If writing had been relegated to the edges of my life before my father came to live with us, it has now been pushed over the precipice and plummeted to its death. Words shattered at the base of the canyon. Letters splayed everywhere. Sometimes, I stand at the edge and look over at the wreckage and feel overwhelmed at the prospect of putting it all back together.
I miss it. The outlet. The opportunity to make sense of the senseless. To construct a narrative out of chaos. Line up the sentences of my life and make them march in order. That’s really what writers do. They tidy. They take the messiness of life and try to make it neat.
Living with my father living with cancer is anything but neat. Every day I find new corners of impatience within myself.
I look at my sink, that once held the detritus of just two people, and now it’s littered with the remains of three. Signs of illness gather in the corners of the bathroom, pepper the sink, lie matted in the drain.
I know he tries to clean it up, which I appreciate. But there’s always more.
Most days, I feel like I am slicing off parts of myself and handing them to others until the end of the day, when there are a only few crumbs left to dab at. At dinner, my father, anxious to share the day, tells us every detail of every moment.

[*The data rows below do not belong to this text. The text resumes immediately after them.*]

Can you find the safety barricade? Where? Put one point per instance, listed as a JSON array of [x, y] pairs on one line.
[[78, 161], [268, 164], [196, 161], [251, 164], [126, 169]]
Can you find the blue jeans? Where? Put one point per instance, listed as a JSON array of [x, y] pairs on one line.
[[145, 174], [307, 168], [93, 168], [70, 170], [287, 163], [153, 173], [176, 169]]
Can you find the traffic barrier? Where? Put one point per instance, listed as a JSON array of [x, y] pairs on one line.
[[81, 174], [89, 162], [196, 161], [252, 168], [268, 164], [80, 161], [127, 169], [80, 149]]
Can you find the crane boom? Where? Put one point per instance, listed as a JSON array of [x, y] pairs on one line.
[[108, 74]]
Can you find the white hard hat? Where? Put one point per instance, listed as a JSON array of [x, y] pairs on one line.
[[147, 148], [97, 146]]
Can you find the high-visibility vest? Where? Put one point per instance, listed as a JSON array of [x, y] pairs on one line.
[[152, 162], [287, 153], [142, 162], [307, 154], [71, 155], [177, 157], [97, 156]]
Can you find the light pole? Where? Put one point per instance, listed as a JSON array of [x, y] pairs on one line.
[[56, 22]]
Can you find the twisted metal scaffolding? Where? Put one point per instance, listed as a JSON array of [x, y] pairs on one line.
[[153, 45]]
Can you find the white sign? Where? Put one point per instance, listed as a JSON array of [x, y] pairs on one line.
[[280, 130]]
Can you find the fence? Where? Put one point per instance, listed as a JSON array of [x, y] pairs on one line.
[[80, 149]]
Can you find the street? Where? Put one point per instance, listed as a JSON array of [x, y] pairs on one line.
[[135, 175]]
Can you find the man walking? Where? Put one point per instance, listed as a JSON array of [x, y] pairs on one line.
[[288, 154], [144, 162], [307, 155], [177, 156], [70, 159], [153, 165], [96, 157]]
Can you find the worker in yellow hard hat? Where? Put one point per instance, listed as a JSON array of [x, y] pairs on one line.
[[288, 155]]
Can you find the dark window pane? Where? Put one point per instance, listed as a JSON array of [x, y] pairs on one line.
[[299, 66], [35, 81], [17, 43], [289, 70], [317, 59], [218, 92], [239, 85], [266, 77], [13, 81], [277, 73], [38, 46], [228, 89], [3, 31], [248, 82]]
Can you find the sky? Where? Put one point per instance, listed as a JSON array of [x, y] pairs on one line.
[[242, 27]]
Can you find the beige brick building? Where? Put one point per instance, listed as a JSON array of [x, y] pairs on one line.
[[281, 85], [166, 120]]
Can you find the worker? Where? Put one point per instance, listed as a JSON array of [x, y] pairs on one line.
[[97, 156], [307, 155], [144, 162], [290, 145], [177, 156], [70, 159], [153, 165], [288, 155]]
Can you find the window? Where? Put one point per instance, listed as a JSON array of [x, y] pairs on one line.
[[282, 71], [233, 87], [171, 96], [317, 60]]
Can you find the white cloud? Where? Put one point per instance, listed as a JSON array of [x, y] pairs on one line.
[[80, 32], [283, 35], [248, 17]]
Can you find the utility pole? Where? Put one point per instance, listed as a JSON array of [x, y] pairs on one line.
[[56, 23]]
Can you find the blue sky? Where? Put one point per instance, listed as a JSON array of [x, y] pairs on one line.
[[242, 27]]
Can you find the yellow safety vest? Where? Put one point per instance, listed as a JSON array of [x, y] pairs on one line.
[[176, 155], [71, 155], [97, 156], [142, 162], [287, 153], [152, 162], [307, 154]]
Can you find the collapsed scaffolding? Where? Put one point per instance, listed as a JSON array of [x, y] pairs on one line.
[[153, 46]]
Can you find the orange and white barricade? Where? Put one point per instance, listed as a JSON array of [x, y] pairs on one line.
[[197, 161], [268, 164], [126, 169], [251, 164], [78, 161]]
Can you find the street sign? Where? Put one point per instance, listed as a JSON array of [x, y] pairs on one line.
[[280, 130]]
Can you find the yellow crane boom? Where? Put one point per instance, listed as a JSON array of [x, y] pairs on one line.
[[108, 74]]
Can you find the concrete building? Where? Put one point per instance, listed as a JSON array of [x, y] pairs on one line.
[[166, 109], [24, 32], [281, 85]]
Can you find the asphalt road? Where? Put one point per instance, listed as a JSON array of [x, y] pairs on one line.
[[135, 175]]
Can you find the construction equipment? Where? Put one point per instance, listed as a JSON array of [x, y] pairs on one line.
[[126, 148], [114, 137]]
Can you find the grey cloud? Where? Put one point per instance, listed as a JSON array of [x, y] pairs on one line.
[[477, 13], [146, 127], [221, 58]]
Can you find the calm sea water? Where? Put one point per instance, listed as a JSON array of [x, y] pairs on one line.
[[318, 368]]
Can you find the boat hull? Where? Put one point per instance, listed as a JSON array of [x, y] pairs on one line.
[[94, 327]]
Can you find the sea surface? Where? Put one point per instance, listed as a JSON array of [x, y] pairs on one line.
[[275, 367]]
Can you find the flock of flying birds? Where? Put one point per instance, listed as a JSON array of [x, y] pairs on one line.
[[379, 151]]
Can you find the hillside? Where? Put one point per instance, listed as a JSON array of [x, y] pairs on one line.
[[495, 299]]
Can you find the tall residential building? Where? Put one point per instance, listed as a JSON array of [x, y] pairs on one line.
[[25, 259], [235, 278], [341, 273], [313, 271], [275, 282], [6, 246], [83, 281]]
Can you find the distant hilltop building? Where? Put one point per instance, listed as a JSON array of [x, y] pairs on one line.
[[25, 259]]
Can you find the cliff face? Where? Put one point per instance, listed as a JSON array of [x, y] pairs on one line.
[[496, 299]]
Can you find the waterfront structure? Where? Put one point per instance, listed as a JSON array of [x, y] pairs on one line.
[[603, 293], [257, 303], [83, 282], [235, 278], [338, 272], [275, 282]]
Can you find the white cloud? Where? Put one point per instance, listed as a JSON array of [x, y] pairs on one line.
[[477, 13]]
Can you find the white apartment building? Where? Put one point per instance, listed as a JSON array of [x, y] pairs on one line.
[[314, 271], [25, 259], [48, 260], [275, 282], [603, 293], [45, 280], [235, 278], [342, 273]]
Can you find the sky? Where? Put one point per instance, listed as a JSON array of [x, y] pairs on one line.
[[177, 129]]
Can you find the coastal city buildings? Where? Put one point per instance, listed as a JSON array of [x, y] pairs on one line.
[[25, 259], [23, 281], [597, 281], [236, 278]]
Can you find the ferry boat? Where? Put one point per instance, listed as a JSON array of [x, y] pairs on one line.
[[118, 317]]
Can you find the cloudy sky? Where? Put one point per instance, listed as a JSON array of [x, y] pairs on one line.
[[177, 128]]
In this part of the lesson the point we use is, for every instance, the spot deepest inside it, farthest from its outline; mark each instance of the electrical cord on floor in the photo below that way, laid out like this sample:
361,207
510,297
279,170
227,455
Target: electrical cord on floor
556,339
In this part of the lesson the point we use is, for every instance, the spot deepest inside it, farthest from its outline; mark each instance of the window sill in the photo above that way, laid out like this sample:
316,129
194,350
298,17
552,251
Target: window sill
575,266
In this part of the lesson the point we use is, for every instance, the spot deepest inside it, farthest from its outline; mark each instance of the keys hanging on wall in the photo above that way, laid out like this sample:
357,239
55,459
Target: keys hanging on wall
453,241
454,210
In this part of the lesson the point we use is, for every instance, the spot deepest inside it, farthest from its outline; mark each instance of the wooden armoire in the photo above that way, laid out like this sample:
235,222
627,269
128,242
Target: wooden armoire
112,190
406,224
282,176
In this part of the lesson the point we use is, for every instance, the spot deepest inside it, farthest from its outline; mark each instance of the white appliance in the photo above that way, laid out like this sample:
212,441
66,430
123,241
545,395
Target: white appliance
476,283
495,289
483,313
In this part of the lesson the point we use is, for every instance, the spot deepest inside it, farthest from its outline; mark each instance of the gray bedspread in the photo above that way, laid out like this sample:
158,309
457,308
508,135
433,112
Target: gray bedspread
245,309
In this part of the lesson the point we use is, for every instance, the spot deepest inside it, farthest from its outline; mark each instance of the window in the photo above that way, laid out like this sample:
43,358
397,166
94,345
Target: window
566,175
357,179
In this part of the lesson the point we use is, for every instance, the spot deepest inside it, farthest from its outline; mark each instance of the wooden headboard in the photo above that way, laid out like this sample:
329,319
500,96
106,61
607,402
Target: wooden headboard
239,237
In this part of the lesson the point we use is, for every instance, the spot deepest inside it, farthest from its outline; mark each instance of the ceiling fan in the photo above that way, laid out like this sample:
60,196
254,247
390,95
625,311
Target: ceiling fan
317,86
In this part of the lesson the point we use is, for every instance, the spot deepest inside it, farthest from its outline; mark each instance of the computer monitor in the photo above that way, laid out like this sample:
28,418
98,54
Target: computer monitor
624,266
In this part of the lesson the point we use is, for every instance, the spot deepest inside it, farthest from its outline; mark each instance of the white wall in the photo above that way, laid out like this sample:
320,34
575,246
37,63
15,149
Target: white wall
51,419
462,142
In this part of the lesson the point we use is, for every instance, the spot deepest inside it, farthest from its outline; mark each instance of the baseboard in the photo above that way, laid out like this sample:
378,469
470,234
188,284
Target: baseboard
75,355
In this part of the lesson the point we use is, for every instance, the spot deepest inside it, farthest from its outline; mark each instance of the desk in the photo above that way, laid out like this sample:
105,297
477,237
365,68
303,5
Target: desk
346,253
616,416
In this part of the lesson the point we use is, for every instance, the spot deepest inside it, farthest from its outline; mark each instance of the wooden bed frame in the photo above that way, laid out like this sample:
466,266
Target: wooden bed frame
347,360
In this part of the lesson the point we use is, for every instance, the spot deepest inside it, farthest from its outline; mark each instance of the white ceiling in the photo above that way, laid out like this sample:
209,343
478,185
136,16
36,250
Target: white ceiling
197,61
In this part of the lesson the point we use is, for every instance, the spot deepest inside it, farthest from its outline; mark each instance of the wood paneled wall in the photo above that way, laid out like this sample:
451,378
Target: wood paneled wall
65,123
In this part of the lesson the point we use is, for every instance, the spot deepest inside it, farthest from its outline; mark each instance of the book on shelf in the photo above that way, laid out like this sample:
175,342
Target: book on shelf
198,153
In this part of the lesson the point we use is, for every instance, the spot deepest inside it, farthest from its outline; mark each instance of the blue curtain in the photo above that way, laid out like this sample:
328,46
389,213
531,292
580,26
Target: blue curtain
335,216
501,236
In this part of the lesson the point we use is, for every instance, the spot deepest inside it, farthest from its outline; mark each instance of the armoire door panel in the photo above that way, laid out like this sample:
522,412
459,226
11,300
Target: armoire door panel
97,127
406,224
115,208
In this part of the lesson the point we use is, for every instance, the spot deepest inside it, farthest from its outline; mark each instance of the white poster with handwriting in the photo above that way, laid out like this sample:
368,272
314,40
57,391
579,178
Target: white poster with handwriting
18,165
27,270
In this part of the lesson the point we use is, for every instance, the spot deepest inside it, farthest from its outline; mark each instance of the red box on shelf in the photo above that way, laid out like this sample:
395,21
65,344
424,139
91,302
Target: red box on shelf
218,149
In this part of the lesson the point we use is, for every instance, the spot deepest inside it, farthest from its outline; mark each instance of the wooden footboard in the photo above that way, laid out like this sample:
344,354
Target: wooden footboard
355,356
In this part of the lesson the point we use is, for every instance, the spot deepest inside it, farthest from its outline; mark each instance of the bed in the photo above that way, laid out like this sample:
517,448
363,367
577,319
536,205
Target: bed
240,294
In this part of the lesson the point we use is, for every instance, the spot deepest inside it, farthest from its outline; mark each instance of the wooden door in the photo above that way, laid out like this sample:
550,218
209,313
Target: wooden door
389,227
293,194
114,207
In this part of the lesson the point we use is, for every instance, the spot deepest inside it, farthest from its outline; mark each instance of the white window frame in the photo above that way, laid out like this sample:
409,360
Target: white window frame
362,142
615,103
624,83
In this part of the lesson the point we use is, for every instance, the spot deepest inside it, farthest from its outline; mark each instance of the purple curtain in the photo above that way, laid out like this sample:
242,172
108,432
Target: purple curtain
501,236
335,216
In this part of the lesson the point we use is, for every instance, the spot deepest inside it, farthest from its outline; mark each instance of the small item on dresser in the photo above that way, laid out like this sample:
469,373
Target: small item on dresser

“I had the most wonderful day,” my father begins, his voice still traceable to the Lower East Side. “I went to Shop Rite and spent hours picking everything out, reading all the labels. I brought back the coupon they gave me the last time I bought coffee and they gave me the two dollars, even though I didn’t buy new coffee. Isn’t that wonderful?” He regales us with stories about everything he has eaten, every person he has encountered, everything he has read.
Sophie pleads at my elbow to tell me something. “Dad, could you hold on a sec. Sophie needs a turn.”
“Do I have to eat this?” Sophie says, prodding her eggplant in peanut sauce.
“Just eat the broccoli.” I tell her. “You don’t have to have the eggplant.”
“My stomach hurts.”
“Soph, if you don’t eat, there won’t be any dessert.”
“How much do I have to eat to get dessert?” I sigh.
“So let me tell you about this band that I heard in the park….” My father starts in again.
“Do I have to have the noodles too?”
“Soph, I’m not cutting deals. Eat. If you’re stomach hurts, don’t eat, but you’re not having dessert if it hurts.”
“They were terrific…” my father continues.
I look over at Kevin who is almost finished eating. I have no idea how his day has gone. Nor does he know anything about mine.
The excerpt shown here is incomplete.